David Doe (born January 22, 2000) is a Liberian footballer who plays for Edmonton BTB SC in League1 Alberta.

==Early life==
Born in Liberia, Doe moved to Canada with his family as a child. Doe played youth soccer with the St. Albert Impact and Edmonton Juventus, winning a national title with the latter in 2016. In 2015, he joined the FC Edmonton Academy.

==College career==
In 2018, Doe attended Northern Alberta Institute of Technology, where he played for the men's soccer team. At the end of the season, he was named to the All-ACAC Team. He helped NAIT win the ACAC title and finish sixth at the CCAA nationals, scoring 13 goals and leading the ACAC with 23 points in ten regular season matches.

==Club career==
In August 2017, Doe signed a professional contract with North American Soccer League side FC Edmonton. He made his professional debut on October 6 against the Jacksonville Armada. After FC Edmonton folded their professional team after the 2017 season, he re-joined the FC Edmonton Academy.

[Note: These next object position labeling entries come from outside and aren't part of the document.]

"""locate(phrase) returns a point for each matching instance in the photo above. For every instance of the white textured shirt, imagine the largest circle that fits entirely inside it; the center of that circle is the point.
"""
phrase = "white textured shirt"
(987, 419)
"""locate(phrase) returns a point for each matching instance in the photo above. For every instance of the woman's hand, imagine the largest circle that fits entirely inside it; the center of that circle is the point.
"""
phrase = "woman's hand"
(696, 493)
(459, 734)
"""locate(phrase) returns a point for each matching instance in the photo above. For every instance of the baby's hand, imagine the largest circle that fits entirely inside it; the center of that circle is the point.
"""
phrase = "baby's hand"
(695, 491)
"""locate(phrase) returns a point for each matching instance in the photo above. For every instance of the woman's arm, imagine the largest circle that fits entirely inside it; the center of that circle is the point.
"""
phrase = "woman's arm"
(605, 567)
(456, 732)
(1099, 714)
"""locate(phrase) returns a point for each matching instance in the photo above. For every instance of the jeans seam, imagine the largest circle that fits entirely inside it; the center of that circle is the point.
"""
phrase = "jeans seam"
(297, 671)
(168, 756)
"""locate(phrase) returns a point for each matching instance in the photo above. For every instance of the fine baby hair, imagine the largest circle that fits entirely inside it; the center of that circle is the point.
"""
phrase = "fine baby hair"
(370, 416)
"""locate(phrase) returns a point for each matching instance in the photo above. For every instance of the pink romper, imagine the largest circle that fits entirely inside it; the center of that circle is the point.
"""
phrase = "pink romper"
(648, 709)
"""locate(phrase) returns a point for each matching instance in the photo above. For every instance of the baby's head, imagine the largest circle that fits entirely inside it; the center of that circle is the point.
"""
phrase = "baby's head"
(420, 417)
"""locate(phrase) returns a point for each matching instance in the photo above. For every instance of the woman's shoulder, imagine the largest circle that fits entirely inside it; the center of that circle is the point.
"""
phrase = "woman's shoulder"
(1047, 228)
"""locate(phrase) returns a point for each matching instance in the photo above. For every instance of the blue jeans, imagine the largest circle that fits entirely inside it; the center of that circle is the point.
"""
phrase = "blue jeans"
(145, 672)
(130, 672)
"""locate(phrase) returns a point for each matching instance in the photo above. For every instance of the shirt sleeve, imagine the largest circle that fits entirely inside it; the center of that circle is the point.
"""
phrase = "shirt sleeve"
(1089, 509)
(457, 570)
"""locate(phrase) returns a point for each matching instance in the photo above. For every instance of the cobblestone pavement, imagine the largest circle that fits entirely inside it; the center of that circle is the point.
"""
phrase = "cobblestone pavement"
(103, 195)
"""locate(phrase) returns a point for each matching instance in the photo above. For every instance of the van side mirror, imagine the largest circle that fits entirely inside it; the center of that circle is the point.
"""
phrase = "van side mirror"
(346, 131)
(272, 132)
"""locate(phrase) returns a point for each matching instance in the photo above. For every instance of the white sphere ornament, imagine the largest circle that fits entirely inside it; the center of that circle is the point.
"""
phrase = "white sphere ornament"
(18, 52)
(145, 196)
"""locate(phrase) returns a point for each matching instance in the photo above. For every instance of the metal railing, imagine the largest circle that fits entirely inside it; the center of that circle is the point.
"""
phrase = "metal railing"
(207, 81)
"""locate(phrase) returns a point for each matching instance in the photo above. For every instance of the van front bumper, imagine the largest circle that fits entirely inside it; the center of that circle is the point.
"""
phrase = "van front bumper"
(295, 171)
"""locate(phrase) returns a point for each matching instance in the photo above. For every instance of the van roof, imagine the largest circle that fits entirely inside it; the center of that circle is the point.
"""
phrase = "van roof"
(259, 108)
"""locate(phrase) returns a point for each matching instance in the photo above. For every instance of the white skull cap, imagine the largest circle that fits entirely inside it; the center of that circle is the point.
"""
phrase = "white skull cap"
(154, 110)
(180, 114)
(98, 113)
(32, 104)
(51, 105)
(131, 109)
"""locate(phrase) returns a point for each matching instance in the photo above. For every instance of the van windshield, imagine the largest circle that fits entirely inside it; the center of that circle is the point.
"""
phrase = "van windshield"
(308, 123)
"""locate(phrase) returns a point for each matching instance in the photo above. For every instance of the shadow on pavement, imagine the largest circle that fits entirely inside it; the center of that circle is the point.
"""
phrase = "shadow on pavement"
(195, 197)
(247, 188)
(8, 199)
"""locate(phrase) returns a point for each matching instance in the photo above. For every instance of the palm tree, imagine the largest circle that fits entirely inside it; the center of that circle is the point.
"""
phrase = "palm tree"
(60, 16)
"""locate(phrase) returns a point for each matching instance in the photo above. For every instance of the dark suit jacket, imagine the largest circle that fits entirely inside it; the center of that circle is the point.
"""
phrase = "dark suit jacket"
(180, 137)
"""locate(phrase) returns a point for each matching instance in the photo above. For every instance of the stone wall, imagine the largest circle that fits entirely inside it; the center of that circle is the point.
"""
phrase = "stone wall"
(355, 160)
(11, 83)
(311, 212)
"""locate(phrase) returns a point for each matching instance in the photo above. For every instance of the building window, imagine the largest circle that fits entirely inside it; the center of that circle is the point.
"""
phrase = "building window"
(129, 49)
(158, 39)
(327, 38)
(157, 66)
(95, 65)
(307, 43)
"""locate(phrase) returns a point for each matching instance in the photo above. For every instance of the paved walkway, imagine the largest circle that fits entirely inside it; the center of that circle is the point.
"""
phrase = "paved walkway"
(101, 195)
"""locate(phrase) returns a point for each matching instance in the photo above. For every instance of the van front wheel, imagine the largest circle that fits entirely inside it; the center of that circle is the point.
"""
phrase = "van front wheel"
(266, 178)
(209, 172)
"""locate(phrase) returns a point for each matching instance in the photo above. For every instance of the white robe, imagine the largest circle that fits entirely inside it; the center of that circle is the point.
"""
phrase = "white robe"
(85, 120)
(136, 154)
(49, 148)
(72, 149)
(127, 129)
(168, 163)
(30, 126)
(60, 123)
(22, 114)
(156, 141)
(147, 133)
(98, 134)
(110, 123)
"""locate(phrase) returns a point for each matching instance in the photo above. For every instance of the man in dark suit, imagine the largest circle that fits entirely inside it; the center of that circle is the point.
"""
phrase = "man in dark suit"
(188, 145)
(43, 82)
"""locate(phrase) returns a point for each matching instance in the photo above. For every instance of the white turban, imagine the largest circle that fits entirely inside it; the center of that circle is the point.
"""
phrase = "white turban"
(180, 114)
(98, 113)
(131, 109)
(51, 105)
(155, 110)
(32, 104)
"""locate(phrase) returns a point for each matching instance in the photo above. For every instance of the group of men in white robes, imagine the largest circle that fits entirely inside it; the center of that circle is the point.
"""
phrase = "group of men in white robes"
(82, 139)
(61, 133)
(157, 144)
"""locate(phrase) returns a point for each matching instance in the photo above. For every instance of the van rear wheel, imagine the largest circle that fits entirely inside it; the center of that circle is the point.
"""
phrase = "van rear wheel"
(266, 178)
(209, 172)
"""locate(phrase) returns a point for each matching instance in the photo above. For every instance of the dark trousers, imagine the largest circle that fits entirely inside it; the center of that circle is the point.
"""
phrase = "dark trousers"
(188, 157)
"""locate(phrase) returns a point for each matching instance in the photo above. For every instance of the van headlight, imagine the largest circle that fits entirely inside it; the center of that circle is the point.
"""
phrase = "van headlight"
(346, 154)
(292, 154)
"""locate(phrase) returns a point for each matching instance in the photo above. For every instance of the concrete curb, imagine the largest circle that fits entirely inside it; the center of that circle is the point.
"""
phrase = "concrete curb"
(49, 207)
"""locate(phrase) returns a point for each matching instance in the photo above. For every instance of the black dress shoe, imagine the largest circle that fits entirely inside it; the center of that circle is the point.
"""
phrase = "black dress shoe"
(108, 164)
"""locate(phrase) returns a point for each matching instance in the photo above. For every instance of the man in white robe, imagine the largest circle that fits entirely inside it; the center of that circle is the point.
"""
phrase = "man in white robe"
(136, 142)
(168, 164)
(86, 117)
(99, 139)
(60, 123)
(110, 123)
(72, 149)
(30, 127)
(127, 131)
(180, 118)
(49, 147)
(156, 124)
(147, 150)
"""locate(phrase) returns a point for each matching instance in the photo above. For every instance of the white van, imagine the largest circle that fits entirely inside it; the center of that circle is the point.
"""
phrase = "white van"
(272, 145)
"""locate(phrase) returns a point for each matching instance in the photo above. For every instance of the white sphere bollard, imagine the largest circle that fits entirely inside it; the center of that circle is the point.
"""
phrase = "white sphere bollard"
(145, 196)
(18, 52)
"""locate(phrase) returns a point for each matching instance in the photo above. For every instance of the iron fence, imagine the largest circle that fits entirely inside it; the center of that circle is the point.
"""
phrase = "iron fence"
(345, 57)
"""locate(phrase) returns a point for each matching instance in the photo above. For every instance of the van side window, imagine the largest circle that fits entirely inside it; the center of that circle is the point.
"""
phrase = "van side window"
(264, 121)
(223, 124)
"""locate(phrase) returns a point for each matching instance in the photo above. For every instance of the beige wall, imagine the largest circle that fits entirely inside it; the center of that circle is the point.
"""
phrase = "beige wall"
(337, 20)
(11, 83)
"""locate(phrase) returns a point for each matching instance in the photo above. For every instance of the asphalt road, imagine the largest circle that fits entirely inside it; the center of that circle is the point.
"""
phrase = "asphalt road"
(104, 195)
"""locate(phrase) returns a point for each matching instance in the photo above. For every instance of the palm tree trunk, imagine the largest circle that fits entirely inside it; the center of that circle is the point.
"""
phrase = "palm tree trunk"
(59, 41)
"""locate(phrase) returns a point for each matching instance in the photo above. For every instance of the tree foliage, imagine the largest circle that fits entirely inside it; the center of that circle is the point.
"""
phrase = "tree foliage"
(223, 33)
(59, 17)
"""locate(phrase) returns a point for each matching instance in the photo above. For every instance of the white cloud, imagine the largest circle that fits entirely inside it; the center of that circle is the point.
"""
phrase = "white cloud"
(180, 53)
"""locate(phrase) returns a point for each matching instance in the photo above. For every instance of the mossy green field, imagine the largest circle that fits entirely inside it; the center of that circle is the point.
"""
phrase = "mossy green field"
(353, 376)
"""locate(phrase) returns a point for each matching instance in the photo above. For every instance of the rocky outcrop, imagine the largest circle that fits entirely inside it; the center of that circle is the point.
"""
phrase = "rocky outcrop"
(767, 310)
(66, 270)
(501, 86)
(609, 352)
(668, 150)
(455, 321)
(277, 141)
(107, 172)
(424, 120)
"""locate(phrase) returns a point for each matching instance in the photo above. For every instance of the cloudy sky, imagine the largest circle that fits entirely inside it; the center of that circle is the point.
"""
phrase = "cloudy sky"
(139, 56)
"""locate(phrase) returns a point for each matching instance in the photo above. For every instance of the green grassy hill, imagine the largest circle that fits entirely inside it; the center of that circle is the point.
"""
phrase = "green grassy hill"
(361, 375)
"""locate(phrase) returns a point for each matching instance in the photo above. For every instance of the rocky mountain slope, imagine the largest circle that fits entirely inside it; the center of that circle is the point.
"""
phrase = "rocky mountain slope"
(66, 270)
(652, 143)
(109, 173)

In February 2019, Doe signed with the reformed FC Edmonton professional side ahead of the inaugural Canadian Premier League season.

In April 2021, Doe signed with USL League Two expansion club South Bend Lions FC.

In 2024, he joined Edmonton BTB SC in League1 Alberta.

==International career==
In February 2016, Doe made his debut in the Canadian national team program, attending a training camp with the Canada U17 team. He was called up to another camp in October 2016.

==Personal life==
Doe is close friends with Canadian national team player Alphonso Davies.